Here is a monument to official apathy. All that a visitor to the Puthen Bungalow Palace sees is wild growth. Under the thick foliage of decades of governmental neglect lies the seat of the old Maharaja of Kochi, which was graciously handed over to the new Republic by the old rulers of the kingdom. It was here that the ruler met the people.
As the creepy climbers keep the rusty gate locked, the access to the old palace is through a hole in the wall on the western side. Inside the plot, what is left of the structure is just a few brick and mortar scars on the riotous green overgrowth.
The wooden beams on a wall here and some broken windows and arches there remind the old timers of a beautiful palace with a landscaped garden. The palace, built about 140 years ago, was intact till it was given to the government for safekeeping for the posterity.
“We used to enjoy playing at the palace grounds,” recalled Dr. Nirmala Thampuran, secretary of the Valiya Thampuran Kovilakam (VTK) Trust that manages the common properties for the former ruling family of Kochi.
The palace’s driveway had once skirted a beautiful lotus pond and a manicured garden that had some rare flowers, she remembered. Built in the Dutch architectural style by the British, the imported Italian tiles lent an air of opulence while the brass sheets and locks on the doors made it look imperious.
It had a small durbar hall for the Valiya Thampuran (the ruler) to meet the people, explained R.V. Kunjappan Thampuran, president of the Palace Administration Board. The stairs around the main entrance used to be the way up to the first floor and then the terrace, which had a grand view of Tripunithura. The well-appointed guard room to the left of the gate too is just a memory, now.
Rama Varma, known as the ruler who died in the Malayalam month of Mithuna, had got it built during his 24-year term, which was perhaps one of the longest between 1864 and 1888.
Staying at the Bungalow Palace, a wholly Dutch building that had living space only on the first floor, the ruler got the new palace built. And that was the reason why it was called the new palace or the Puthen Bungalow.
The government kept to itself the Puthen Bungalow when the ruling family’s assets were partitioned.
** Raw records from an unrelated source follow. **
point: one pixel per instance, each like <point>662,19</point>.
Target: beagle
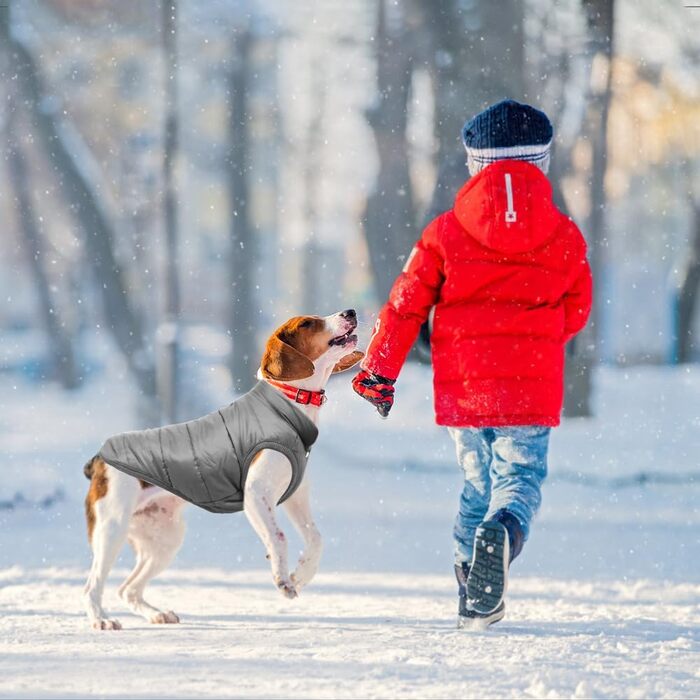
<point>299,358</point>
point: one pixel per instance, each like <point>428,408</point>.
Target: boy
<point>507,276</point>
For long, the fine arts department of the then RLV College of music functioned out of this palace, till time brought the structure down with the authorities showing their disrespect to a building that witnessed so much of Kochi’s history. It is just a matter of time before the remaining skeletal ruins too come crushing down, point out the members of the Kochi royal family.
Efforts, no doubt, were made to retain the structure before elements consumed it. P.K. Gopi, archaeology expert who for long was the Hill Palace Museum curator, had in 1992 submitted a report on conserving the Puthen Bungalow Palace.
But the Department of Public Works, which was supposed to maintain the structure, struck it down saying that it was not feasible. Tripunithura residents still remember how the palace was brought down piece by piece.
Local miscreants vandalised it, stealing the Italian tiles, the brass locks on the doors and whatever else was of any use.
And the authorities watched nonchalantly, as if the past was of no consequence to them or to Tripunithura.